Another way to tackle the problem would be to reduce patient heterogeneity in clinical trials altogether by targeting investigational drug treatments to a subset of patients known to have a common cause for their disease. However, for many diseases, including schizophrenia and autism, there is still no clear way to subclassify most patients. Delaying the inception of clinical trials targeting these diseases until subpopulations are more clearly understood would seem necessary under the current regulatory system but would not benefit patients currently struggling with these disorders.

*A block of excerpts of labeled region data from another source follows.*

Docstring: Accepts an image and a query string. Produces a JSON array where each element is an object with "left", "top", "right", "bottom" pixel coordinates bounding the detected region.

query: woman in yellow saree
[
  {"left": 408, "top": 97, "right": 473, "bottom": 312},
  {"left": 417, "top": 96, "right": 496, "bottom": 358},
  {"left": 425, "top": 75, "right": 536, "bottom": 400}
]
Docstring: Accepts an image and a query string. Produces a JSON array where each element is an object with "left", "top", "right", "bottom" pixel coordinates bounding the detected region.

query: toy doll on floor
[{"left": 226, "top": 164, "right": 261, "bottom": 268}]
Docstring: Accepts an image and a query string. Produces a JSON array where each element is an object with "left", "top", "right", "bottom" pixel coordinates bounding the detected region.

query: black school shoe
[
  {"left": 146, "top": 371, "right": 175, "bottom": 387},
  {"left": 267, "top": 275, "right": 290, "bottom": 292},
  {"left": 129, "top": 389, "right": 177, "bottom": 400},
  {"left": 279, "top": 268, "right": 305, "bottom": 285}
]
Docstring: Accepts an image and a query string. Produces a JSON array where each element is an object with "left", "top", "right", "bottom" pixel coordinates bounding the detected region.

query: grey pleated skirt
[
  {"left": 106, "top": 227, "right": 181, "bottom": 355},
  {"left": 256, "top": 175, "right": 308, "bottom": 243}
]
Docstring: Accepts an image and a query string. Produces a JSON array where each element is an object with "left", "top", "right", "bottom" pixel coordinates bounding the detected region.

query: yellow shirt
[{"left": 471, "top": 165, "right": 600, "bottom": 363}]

Even in scenarios permitting selection of patients with a common disease etiology, symptom heterogeneity can still complicate clinical trials. For example, for the types of autism for which a genetic cause is known, affected individuals display such a wide variety of symptoms of differing severities that it can still be very challenging to observe clear efficacy of an investigational drug in the treated group of patients compared with controls. Last year, the biotech company Seaside Therapeutics terminated development of arbaclofen, a drug targeting the GABA receptor, for use in idiopathic autism and fragile X syndrome when it failed to show a clear beneficial response when comparing all treated patients with all controls (http://www.nytimes.com/2013/06/07/business/an-experimental-drugs-bitter-end.html). Nevertheless, around 30% of patients with fragile X did demonstrate some degree of benefit—and some showed worsening. Additional research into the physiological basis of these varied responses is necessary, yet some families whose children received the drug are still seeking to obtain the treatment—some have even petitioned Congress to this end. This situation suggests that the regulatory environment needs to change to permit drugs that fail under the current regulatory system to reach patients who may benefit. One way to achieve this would be to allow safe drugs that show only partial population responses to at first be approved on a provisional basis and to require the collection of additional safety and efficacy data for eventual full approval.

For some illnesses, such as depression, patients may need to try many different medicines before they find one that helps them. But they have many options. For diseases such as autism, approving drugs that are safe in all treated patients but effective in only a subset—even without an understanding of the molecular and cellular basis for the subpopulation-selective effect—would hasten the development of an armamentarium of safe drugs that patients with autism can serially try until they achieve some degree of benefit for their disorder. But this can only happen if patients and doctors lobby legislators to change the current regulatory environment and enhance the flexibility of the rules that govern the drug approval process.